The CSOs’ concerns about the lack of judicial independence in Georgia predate the 2021 amendments. For over a decade, there has been widespread consensus among proponents of democratic reform that governance based on the rule of law in Georgia has long been faced with challenges from a self-interested, clan-like group of judges. The members of “the clan” wield outsized control over judicial appointments and processes in the country, are able to dictate decisions at all levels of the judiciary, and show us that reforms which tackle informal as well as formal rules need to be introduced.
Most critics objected to the 2021 amendments. The Venice Commission published a detailed and highly critical report after their adoption. The report analyzes why – due to discrete socio-political factors unique to Georgia as well as existing informal mechanisms – the 2021 legislative changes to the Organic Law on Common Courts will further erode the independence of the country’s judiciary and constitute yet another instance of Georgian Dream-led democratic backsliding.
The 2021 amendments also conflict with internationally accepted standards for judicial independence. In terms of process, the legislation breaks with international best practice because its adoption was rushed and lacked meaningful public consultation. The bill’s provisions were also out of line with judicial best practices because they award further control over judicial operations and misconduct proceedings to the HCoJ, a de facto judge-only entity that lacks oversight.
At a more granular level, the individual amendments break with internationally accepted judicial standards. For example, the legislation empowers the HCoJ to transfer a judge to any court in the country without their consent for up to four years, regardless of their current position, location, or area of expertise. Though not technically considered a form of punishment in the revised Organic Law, consent-less transfers have routinely been employed in backsliding states to punish independent judges. One can reasonably expect that such consent-less transfers will be used as an unofficial form of sanction in Georgia, which is now the only European country that allows the arbitrary transfer of judges.
The restrictions on Georgian judges’ freedom of expression are also out of line with internationally accepted judicial standards.

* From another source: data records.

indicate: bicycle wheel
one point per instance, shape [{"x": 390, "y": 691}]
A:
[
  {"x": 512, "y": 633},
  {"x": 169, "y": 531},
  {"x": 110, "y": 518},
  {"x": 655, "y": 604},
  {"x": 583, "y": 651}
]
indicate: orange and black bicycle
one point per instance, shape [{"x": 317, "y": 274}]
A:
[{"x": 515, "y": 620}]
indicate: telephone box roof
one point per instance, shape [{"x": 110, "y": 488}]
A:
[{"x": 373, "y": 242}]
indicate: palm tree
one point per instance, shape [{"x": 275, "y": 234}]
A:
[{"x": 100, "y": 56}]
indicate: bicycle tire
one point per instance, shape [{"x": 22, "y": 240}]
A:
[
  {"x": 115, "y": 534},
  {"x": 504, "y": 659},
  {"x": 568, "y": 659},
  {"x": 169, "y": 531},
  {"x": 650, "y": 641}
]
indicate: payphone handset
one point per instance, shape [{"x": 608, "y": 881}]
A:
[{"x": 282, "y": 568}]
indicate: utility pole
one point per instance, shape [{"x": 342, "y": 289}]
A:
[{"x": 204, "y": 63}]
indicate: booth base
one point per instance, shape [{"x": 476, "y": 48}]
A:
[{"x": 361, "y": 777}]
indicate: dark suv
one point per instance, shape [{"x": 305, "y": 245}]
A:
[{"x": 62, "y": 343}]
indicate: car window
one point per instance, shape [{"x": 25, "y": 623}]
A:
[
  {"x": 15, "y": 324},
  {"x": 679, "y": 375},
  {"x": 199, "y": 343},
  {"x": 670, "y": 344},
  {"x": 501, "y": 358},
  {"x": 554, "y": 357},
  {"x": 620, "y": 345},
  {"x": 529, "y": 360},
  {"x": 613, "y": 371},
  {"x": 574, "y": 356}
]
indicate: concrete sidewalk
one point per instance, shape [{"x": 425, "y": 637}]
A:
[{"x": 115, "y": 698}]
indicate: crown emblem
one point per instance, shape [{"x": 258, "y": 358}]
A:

For instance, the United Nations’ “Basic Principles on the Independence of the Judiciary” advocates for the protection of judges’ individual rights except for extreme and obvious cases (i.e., prohibiting judges from running for public office or endorsing a specific candidate). The 2021 Amendments prohibit any public expression from judges that violates the so-called “principle of neutrality,” an undefined, Orwellian term included in the revised text that clearly violates European law and judicial norms.
The Georgian Dream’s withdrawal of the Foreign Agents Law showed that CSOs and opposition lawmakers can influence the trajectory of Georgia’s political future. This is cause for some optimism. Nevertheless, the adopted 2021 Amendments to the Organic Law on Common Courts continue to pose a significant barrier to achieving greater judicial independence and deeper EU integration. Revising the Organic Law on Common Courts, in order to bring its text (back) into line with international norms, must remain a top priority for Georgian CSOs. Such revisions to the Organic Law should be viewed – in Brussels and Tbilisi – as a necessary pre-requisite to attaining EU candidacy status, which is a vital steppingstone in the country’s long path toward EU accession.